Na cela de 15 metros quadrados, com duas janelas, casa de banho adjacente, cama de solteiro, mesa, TV, esteira de corrida e uma espécie de altar com terços, imagens de santos e de orixás e um escapulário, Lula montou a estratégia eleitoral do seu partido com régua e esquadro.
Alimentou até ao limite o discurso de que seria candidato - por mais que a tese fosse juridicamente indefensável - para facilitar a transferência da sua enorme reserva de votos (mesmo preso, valia perto de 40% na última sondagem em que foi incluído) para Haddad, uma figura conhecida na região Sudeste, na qualidade de ex-prefeito de São Paulo, mas quase anónimo no populoso Nordeste, principal fortaleza eleitoral do PT, onde, segundo rezam as crónicas, até é chamado de "Andrade".
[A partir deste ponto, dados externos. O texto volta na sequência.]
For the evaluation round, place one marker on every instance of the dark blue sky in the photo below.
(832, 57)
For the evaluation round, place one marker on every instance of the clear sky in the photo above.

O plano urdido na cela deu resultado: de 6% naquela sondagem na véspera do ataque a Bolsonaro, o sucessor de Lula passou para 23% um mês depois, e deu apenas um passo em falso - materializado numa oscilação negativa dentro da margem de erro no fim de setembro.
Porém, como no caso do rival de extrema-direita, também o principal ídolo da esquerda brasileira sofreu na pele as limitações de estar confinado. Não pôde participar na campanha eleitoral, a não ser por imagens de arquivo, nem conceder uma entrevista ao jornal Folha de São Paulo. Por ordem judicial, não vai poder, sequer, votar. E só através da televisão da sua cela, viu Haddad tornar.se o alvo preferido dos ataques da concorrência nos debates, porque a sua entrada em cena coincidiu com a saída de Bolsonaro.
Na cama de hospital, Bolsonaro cresceu. Na cela da prisão, Lula, e por extensão Haddad, também. Ciro Gomes (PDT), Geraldo Alckmin (PSDB) e Marina Silva (Rede), pelo contrário, de boa saúde, livres e soltos para fazer campanha foram minguando ao ponto de se tornarem atores secundários. Os ídolos não se servem apenas mortos. Como prova a eleição brasileira de 2018, servem-se também doentes ou presos.